Though oil prices rose on May 17, the Energy Select Sector SPDR ETF (XLE) fell 1.2%, while the S&P 500 (SPY) (IVV) (VNN) (SPX-INDEX) fell 1.7%. Broad equity markets fell as fears over the continuation of the Trump presidency took their toll.
Crude oil is key for global equities. Between May 10 and May 17, the Dow Jones Industrial Average (DJIA-INDEX) (DIA) fell 1.4%, while the S&P Mid Cap 400 (IVOO) (MID-INDEX) fell 2.6%. The FTSE 100 (UKX-INDEX) (EWU) rose 1.6%, and the CAC 40 (PX1-INDEX) (EWQ) fell 1.5%.

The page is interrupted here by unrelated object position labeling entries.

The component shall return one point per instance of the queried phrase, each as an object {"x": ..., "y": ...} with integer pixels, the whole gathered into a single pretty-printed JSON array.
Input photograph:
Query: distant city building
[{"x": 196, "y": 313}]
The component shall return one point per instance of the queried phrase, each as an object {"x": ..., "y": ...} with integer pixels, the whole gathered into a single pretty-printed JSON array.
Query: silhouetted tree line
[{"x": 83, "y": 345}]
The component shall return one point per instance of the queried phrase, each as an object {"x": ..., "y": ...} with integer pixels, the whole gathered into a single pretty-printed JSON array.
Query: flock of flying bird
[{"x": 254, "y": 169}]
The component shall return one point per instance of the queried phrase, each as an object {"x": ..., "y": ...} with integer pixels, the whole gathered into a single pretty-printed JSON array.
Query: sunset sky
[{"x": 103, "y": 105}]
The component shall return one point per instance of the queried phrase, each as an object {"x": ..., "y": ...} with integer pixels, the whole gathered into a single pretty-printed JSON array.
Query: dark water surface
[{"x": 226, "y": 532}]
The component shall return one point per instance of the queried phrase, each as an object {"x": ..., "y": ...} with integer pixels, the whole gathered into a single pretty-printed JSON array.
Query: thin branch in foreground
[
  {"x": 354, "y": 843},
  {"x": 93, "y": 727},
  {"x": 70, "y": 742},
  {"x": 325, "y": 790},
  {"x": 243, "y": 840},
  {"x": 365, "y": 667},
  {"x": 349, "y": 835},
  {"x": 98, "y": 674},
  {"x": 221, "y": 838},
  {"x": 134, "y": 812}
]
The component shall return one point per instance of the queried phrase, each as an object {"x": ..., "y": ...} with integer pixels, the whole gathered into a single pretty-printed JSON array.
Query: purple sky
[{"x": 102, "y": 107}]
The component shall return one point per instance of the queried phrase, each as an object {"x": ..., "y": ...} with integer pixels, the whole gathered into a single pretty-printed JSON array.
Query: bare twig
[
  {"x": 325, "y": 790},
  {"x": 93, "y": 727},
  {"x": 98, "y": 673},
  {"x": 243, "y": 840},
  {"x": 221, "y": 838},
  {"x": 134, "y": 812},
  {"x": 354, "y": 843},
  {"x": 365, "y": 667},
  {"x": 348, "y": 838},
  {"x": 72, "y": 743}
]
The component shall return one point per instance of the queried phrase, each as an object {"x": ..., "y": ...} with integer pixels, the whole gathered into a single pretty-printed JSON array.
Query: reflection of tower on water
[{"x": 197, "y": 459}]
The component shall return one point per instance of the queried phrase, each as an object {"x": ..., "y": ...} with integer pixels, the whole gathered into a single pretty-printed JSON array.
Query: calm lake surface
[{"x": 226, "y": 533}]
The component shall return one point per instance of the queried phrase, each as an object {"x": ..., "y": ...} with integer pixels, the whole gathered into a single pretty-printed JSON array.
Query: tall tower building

On May 17, 2017, the IEA (International Energy Agency) suggested that even if OPEC continued with its production cuts in 2H17, oil stocks could remain above their five-year average, which would be a concern for oil bulls. In the next part of this series, we’ll discuss how oil rigs could impact oil prices. Later, we’ll discuss oil inventories.
On May 16, 2017, the EIA (Energy Information Administration) reported a fall of ~1.8 MMbbls (million barrels) in crude oil inventories for the week ended May 12, 2017. The EIA also reported a fall of ~0.4 MMbbls in gasoline inventories. A fall in inventories could ease concerns about a glut in crude oil and its refined products.
Key moving averages
Crude oil June futures are now trading 6.2% below their 100-day moving average but 1.6% above their 20-day moving average. More importantly, the 50-day moving average is 3.7% below the 200-day moving average after having crossed below it on April 27, 2017, which is a bearish signal for crude oil prices.